FIG. 1 is an overall configuration diagram for clarifying the present invention, and FIGS.
FIG. 6 shows an embodiment of the present invention. FIG. 2 is a block diagram of a robot controller, FIG. 3 is a flow chart showing the operation of the central processing unit 15 in FIG. 2, and FIGS. 2 is a flow chart showing the operation of the microprocessor unit 25 in FIG. 10 ... Servo motor, 11 ... Servo motor drive circuit, 12 ... Encoder, 13 ... Central control computer, 15 ... Central processing unit, 20 ... Servo computer, 21 ... Present position counter, 22 ... DA exchanger, 23 ... Drive amplifier, 25 ... Microprocessor unit, 30 ... Overload detection circuit, 31 ... Current detection circuit, 35 ... Comparator.

Claims (1)

[Claims] 1. A servo motor control unit for controlling the rotation of a servo motor provided on each operation axis of a robot, and a central control computer for giving a movement command to the servo motor control unit to carry out overall movement control.

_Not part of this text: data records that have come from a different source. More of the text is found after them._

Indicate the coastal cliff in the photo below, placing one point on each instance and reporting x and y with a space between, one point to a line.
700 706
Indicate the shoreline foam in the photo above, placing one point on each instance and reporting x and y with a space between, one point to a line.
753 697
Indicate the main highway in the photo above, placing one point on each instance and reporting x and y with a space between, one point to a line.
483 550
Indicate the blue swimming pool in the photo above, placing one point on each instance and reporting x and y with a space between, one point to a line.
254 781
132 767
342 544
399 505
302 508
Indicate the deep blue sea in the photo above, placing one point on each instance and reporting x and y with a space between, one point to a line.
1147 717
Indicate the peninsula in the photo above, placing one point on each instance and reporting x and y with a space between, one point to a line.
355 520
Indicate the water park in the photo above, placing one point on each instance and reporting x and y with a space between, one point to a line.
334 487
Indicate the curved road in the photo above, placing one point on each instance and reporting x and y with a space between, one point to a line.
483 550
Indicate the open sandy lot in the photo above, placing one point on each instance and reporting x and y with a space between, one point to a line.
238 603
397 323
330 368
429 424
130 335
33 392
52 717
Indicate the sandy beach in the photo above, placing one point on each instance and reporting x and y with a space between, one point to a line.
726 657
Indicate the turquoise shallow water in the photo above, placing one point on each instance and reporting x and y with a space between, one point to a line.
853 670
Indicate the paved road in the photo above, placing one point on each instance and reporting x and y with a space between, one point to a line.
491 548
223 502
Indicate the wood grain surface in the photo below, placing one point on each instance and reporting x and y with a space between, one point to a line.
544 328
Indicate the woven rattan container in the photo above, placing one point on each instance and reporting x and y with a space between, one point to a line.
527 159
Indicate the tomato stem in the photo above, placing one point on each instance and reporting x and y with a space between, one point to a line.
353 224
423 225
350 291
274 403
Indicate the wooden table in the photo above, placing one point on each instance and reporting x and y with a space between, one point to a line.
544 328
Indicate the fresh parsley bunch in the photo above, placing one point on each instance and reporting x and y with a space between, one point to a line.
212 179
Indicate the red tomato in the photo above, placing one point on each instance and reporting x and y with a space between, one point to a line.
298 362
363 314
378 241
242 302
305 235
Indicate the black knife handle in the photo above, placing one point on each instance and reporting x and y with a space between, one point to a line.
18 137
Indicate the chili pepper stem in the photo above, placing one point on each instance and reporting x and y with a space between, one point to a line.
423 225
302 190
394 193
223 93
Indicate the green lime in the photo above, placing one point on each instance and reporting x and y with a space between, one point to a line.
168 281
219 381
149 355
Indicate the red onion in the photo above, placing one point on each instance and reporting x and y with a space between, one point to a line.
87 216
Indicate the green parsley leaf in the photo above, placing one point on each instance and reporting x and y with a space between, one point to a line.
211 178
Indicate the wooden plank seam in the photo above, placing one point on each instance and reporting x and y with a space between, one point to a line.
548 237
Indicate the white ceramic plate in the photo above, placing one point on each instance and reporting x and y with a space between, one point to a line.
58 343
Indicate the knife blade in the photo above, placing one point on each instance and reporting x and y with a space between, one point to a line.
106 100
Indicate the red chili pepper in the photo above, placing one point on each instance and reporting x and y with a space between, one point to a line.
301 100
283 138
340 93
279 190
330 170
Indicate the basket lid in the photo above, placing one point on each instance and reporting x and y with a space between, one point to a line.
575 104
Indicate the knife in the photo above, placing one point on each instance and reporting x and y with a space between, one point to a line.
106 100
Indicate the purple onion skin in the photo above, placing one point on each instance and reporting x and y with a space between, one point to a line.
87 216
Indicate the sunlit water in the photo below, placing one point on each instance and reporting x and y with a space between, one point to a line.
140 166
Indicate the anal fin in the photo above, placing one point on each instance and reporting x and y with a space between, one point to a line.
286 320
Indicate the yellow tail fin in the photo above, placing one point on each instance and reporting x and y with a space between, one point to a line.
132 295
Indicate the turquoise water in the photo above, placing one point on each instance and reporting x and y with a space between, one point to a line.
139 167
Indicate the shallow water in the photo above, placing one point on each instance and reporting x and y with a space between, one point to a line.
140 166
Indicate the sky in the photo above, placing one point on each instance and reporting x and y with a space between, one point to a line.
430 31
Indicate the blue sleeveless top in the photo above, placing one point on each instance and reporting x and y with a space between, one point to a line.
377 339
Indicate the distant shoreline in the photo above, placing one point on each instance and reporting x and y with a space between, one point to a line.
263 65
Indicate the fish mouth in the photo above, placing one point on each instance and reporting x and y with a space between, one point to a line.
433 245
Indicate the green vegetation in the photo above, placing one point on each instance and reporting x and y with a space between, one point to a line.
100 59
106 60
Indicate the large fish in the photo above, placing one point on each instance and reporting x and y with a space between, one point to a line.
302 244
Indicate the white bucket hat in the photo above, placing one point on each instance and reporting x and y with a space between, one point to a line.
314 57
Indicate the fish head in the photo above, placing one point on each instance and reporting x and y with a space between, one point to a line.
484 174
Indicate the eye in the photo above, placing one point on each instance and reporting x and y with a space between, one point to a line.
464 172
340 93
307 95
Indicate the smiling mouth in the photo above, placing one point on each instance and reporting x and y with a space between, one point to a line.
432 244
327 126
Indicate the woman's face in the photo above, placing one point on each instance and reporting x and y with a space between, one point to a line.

In the robot controller, the current detection means for detecting the magnitude of the current supplied to the servo motor is provided, and the allowable value setting means for setting the allowable value of the current supplied to the servo motor is provided.
An overload detection means is provided for comparing the current detected by the current detection means with the allowable value of the current set in the allowable value setting means to detect that the detected current exceeds the allowable value of the current. The signal output from the overload detection means is directly supplied to the servo motor control section as an interrupt signal, and the servo motor control section stores a target position given by a movement command from the central control computer. Rotation control of the servomotor to a target position prior to the current target position stored in the target position storage means in response to the interruption signal given from the target position storage means and the overload detection means. Then, the security device in the robot control device is provided with a feed stop control means for stopping the movement based on a command from the central control computer.